Para sua surpresa, quando chegou ao fim do caminho não havia trono
algum, nem qualquer indício da residência de Deus: só uma porta baixa
com uma cortina barata de miçangas, e por trás dela um esplendor. O
diabo bateu palmas uma vez, depois duas, e por fim uma voz o convidou a
atravessar.
Ele afastou com as mãos as fileiras de contas, abaixou a cabeça e do
outro lado encontrou um homem decrépito, desdentado, seminu e cheio de
chagas, dormindo em imundícia sobre caixas de papelão numa avenida da
cidade grande.
O diabo estava velho e cansado, mas seu rosto de diabo ainda era
belíssimo, o corpo forte e obediente, os trajes impecáveis e magníficos.
Ele reconheceu Deus imediatamente, ajoelhou-se sem qualquer recato
sobre a imundícia, tomou-o nos braços e beijou-o longamente na boca sem
dentes.
Depois tirou a capa e fez menção de cobrir com ela a nudez divina, mas Deus deteve sua mão com um braço raquítico.
– Não, não faça isso! Minha nudez e minha velhice e minha fome são
meu brasão nobiliárquico, e decidi há muito tempo não tentar, até o
final, seduzir os homens com outro recurso.
– Mas Deus – implorou o diabo, – eu atravessei eternidades e dormi no
vácuo entre as estrelas só para poder finalmente declarar-lhe o meu
amor! Permita-me vesti-lo, alimentá-lo e acalentá-lo, para que minha
jornada não tenha sido em vão! Permita que eu o carregue de volta até o
Paraíso, onde os santos lhe tratarão as chagas, onde os anjos lhe
alimentarão de pão e onde a luz sem mácula da santidade lhe restaurará a
saúde e a glória!
Mas Deus apertou a mão do diabo e olhou-o firmemente nos olhos.

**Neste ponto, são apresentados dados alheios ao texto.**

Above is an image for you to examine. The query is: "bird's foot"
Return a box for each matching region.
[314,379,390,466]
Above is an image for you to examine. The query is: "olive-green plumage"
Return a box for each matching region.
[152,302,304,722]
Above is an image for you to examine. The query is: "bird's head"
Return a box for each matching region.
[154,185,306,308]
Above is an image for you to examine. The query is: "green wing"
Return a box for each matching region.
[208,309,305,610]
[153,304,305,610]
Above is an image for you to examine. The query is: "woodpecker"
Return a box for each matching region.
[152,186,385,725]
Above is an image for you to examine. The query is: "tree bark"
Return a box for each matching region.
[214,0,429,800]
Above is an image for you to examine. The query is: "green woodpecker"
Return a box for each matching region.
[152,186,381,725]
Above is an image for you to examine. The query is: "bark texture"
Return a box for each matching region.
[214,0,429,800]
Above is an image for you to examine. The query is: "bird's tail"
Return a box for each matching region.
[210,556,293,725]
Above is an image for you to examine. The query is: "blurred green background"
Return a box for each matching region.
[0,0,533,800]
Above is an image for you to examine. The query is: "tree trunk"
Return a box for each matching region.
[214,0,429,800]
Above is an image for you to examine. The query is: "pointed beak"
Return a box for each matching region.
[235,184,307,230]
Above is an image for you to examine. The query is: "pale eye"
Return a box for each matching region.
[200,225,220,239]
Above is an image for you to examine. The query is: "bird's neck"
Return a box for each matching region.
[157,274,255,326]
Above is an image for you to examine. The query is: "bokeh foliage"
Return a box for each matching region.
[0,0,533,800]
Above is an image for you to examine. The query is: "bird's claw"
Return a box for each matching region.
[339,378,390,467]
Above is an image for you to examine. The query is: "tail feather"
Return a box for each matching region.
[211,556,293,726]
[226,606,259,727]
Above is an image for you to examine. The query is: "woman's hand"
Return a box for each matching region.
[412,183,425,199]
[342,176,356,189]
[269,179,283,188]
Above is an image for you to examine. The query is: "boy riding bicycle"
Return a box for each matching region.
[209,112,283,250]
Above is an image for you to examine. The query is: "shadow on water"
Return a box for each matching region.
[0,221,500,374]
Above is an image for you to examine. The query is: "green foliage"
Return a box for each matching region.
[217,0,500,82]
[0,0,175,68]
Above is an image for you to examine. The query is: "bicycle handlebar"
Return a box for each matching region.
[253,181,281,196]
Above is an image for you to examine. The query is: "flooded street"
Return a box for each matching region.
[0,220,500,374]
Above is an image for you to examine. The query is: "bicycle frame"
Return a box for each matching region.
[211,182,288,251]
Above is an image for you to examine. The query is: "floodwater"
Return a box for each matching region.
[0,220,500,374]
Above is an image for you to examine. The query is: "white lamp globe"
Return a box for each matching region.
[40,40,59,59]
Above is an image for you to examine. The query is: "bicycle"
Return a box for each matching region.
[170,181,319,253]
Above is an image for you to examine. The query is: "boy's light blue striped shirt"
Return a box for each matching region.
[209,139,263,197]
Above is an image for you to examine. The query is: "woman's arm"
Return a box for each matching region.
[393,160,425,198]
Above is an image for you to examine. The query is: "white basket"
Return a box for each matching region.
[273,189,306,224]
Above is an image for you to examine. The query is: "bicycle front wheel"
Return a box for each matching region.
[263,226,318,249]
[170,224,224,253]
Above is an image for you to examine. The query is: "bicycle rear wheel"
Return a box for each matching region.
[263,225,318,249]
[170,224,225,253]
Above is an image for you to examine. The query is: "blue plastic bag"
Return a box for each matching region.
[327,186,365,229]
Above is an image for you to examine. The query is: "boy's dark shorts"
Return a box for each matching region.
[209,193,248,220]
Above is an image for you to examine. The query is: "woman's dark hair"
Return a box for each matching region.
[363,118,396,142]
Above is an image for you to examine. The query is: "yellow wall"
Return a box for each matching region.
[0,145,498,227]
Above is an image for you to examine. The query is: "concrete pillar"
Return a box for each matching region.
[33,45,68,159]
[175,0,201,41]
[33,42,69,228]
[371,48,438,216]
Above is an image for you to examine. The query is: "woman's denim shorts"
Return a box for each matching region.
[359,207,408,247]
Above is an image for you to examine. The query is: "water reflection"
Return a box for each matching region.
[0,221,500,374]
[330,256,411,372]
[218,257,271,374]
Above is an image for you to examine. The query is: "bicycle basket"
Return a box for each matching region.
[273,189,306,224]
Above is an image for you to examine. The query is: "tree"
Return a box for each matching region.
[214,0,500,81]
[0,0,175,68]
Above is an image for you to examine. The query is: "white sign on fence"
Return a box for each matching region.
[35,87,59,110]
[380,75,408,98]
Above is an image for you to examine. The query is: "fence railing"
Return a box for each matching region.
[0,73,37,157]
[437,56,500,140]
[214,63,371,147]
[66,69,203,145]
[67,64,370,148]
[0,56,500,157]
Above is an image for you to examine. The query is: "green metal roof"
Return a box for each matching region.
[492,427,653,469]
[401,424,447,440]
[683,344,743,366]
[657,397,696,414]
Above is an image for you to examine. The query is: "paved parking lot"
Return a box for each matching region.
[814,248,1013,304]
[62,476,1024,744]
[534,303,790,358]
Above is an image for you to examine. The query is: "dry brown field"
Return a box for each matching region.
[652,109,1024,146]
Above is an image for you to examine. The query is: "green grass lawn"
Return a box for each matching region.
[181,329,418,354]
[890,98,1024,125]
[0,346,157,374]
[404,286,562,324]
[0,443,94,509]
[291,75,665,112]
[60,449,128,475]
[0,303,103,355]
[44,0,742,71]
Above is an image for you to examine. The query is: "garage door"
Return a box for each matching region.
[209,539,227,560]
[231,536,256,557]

– Não, não, mil vezes não! Não posso retribuir o seu amor, porque
minha paixão é outra – e nesse ponto Deus apertou ainda mais o cingir
dos dedos, – mas eu aceito o seu amor. Eu o aceito e o perdoo, como você
vai perdoar o meu. A mim também disseram que a viagem seria
impossivelmente longa e que, quando eu chegasse, aquele que amo não
seria capaz de me reconhecer. A mim também disseram que o encontro com
meu amado representaria o meu imediato e derradeiro fim, e que tudo que
há de bom e virtuoso em mim seria imediatamente consumido pela minha
decisão de partilhar da sua condição. A mim também disseram que neste
trajeto o risco seria apenas meu, e que eu estaria derramando em vão o
mais precioso amor por quem se mostraria inteiramente incapaz de
aceitá-lo e de retribuir.
E o diabo chorava convulsivamente.
– Mas – e Deus levantou sobrancelhas patéticas e sorriu com três ou
quatro dentes, – valeu à pena. É por isso que convém até o final que o
homem me veja assim, sem qualquer disfarce, para que possa quem sabe me
reconhecer e me amar.
O diabo então sentou-se em seus trajes magníficos ao lado da divina
miséria, e dormia abraçado a Deus para proteger-lhe do frio, e exultava
quando um homem parava um instante para deitar aos seus pés uma moeda ou
um pedaço de pão. E de noite acordava sobressaltado, quando não tinha
certeza se ainda ouvia no divino peito o divino coração.